Democracy Cafe

This message from an Army Captain made my year:

Dr. Phillips,

Thank you for your work towards improving democracy and healthy dialogue throughout the world.

I am a company commander in the U.S. Army, and I started hosting Socrates Café dialogues with my junior leaders weekly while we were deployed to Iraq. One intriguing discussion took place when a platoon leader posed the question, “Are we storm troopers?” These have been important dialogues mainly focused on ethics, leadership, and sacrifice. I’d be happy to offer more feedback if you are interested.

Socrates Café has been a successful means of helping junior officers and non-commissioned officers to appreciate other perspectives and practice active listening and communication. I would like to continue doing this weekly at a dining facility on post at Fort Campbell, Kentucky.
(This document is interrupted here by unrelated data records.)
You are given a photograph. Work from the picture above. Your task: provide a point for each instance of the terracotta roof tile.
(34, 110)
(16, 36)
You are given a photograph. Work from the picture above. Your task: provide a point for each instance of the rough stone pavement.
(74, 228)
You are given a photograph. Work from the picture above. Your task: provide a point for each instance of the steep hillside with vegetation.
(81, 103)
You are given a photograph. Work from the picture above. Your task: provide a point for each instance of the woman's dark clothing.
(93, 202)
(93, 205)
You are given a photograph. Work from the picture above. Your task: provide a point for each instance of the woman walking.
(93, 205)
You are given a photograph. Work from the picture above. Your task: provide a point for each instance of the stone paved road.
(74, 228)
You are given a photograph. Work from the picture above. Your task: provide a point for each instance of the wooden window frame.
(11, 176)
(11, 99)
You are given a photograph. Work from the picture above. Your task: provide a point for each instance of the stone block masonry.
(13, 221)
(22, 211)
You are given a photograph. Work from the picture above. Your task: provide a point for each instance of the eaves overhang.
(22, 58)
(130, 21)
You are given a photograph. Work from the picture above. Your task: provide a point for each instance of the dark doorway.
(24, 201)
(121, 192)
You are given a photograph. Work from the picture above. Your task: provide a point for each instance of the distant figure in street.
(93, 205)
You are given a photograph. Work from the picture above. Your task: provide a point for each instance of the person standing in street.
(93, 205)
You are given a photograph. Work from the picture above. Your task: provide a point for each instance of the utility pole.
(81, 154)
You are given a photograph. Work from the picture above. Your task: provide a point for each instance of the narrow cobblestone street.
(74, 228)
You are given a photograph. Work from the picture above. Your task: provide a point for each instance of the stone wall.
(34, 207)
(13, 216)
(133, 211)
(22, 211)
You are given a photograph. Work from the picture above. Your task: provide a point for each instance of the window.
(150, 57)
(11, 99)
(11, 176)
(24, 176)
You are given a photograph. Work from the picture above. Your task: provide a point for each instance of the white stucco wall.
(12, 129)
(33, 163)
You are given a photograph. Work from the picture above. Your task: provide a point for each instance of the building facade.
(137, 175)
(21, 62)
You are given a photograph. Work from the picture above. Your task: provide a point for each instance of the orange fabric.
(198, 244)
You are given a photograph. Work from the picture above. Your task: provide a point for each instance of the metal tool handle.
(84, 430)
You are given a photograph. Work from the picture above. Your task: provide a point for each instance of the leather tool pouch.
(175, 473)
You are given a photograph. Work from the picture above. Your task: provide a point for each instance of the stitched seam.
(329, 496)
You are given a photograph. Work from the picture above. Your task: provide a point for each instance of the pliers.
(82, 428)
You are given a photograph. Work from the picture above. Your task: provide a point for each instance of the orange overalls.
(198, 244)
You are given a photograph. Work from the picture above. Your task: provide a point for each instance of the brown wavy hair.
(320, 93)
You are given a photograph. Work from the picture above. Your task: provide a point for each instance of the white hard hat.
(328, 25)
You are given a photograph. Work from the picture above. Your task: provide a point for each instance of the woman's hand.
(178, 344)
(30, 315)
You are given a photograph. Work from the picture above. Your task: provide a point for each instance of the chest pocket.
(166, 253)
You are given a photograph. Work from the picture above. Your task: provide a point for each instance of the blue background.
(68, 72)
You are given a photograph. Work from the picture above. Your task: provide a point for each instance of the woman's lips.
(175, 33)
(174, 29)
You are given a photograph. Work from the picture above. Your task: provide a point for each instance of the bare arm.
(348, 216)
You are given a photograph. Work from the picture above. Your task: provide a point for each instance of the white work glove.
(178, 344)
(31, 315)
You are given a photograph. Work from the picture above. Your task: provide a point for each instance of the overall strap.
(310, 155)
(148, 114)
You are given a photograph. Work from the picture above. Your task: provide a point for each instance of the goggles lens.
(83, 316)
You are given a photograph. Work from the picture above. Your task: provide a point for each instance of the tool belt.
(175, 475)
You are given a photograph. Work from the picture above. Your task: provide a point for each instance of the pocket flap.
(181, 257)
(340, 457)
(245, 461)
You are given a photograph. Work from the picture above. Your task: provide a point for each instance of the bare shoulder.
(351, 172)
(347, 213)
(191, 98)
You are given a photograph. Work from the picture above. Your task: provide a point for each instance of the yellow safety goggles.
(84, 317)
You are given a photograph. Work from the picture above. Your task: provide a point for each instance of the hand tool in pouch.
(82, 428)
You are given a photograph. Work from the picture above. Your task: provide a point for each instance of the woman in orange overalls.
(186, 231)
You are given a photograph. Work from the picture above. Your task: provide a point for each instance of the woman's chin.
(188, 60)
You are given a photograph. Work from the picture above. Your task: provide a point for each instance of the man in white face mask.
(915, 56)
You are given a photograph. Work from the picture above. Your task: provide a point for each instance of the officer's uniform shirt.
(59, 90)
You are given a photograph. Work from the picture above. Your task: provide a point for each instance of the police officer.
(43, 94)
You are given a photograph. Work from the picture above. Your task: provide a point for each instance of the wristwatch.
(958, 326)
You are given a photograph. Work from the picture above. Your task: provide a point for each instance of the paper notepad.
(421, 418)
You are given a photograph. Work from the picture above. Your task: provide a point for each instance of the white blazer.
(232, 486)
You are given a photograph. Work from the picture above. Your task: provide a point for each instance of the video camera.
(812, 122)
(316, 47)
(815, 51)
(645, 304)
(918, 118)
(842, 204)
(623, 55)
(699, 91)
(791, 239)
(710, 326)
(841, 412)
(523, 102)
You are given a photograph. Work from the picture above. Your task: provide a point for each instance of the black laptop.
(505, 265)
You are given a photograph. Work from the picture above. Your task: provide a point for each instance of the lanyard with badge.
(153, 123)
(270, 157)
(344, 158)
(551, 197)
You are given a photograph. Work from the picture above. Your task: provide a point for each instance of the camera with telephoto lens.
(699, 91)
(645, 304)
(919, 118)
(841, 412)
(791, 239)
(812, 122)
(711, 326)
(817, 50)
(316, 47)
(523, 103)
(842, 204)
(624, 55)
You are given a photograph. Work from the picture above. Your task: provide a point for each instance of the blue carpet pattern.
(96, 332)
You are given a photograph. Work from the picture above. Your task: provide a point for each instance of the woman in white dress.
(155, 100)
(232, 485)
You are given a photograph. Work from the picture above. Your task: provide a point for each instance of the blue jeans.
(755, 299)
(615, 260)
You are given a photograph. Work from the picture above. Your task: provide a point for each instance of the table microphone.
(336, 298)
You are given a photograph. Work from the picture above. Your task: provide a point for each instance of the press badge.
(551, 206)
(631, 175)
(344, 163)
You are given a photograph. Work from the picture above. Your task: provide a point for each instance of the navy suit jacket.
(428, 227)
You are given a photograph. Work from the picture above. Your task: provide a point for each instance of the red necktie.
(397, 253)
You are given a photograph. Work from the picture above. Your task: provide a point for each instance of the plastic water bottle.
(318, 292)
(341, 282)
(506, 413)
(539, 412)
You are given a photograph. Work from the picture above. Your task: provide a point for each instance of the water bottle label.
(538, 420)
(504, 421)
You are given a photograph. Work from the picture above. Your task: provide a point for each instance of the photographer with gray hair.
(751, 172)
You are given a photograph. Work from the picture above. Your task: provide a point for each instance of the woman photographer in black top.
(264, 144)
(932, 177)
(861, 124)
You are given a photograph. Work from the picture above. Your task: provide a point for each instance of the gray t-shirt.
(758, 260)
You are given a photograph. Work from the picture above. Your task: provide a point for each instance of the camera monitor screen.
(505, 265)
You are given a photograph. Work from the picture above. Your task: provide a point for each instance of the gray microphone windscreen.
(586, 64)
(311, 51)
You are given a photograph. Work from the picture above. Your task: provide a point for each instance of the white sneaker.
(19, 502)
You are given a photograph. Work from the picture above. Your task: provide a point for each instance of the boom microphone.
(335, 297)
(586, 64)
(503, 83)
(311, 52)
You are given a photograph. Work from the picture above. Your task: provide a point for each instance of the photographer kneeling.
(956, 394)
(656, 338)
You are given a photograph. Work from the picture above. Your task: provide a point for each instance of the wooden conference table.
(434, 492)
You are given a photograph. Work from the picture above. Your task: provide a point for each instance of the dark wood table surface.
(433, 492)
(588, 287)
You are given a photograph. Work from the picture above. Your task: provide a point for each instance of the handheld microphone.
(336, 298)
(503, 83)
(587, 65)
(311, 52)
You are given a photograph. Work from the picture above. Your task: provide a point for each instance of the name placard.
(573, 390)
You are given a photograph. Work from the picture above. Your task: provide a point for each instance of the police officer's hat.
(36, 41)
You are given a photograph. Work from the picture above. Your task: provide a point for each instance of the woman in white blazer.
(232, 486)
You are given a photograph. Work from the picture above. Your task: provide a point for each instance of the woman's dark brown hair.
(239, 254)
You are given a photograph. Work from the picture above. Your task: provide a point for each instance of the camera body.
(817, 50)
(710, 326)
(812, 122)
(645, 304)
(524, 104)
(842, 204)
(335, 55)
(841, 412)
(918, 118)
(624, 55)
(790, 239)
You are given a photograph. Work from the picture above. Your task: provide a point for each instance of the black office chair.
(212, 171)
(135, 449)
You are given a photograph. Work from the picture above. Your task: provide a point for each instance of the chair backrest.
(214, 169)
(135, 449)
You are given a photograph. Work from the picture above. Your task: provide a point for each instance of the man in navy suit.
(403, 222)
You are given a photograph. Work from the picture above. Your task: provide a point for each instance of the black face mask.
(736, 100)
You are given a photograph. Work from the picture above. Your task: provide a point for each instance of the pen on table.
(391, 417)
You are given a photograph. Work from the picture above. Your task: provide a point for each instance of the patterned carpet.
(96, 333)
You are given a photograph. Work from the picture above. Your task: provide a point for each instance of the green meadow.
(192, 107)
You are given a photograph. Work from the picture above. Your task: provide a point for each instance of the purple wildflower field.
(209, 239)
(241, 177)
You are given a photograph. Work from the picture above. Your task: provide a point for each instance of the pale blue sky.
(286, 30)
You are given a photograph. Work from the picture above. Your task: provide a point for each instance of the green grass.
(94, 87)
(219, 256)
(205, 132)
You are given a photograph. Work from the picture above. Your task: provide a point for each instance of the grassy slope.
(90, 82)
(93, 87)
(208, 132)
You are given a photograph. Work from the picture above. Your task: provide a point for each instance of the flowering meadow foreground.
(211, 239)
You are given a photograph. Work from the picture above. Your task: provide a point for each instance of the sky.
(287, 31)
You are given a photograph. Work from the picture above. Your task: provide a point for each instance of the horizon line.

May I have your permission to facilitate this group while abiding by your goals and ideals? I am also interested in membership with your Society of Philosophic Inquiry.

Thank you again.

Vr,

Alex H. Carlier

CPT, EN

A/39th BEB Commander

2BCT, 101st ABN DIV (AASLT)

At a time when our current President, who avoided military service, is set to pour willy-nilly massive amounts of funding for the military-industrial complex, it is more vital than ever that there is a focus on “ethics, leadership, and sacrifice” as CPT Carlier put it

And I’m thrilled beyond words that Captain Carlier finds my “work towards improving democracy and healthy dialogue throughout the world” to be so vital, and so apropos to his own mission. One of our nonprofit’s amazing board members, Paul Martin, served in Naval Special Warfare and had a two-year tour as a U.S. Navy Reserve SEAL.

I find this particularly so:

— because of my late father Alex Phillips’s own military service and his subsequent stellar career in the Department of the Navy, where he rose to the highest echelons a the Supervisor of Shipbuilding in Newport News, VA; my father told me how he was so proud of my ‘legacy’, including my years-long labor of love holding Socrates Cafe inquiries (many of which I relate in my books) with troops and at military bases, an endeavor he considered essential to our democratic evolution

— and because while so many still serve and willingly put their lives on the line, and even make the supreme sacrifice, so that open societies might thrive and live on, I can tell you from firsthand experience that lamentably there are those (including retired military officers overseeing defense acquisition) who do not any longer place a premium on ethical and honorable service or even behavior; and i’m sure I’m far from the only one who has a sibling or other member of one’s immediate or extended family from the Baby Boomer generation who only lives for purposes of self-aggrandizement, who has no moral compass of any sort, and could not care a whit about service or duty to others (and indeed would find such concepts laughable, tragically)

So thank you thank you thank you Captain Carlier for your message, which could not have arrived at a better time in my life — and in the life of our democracy.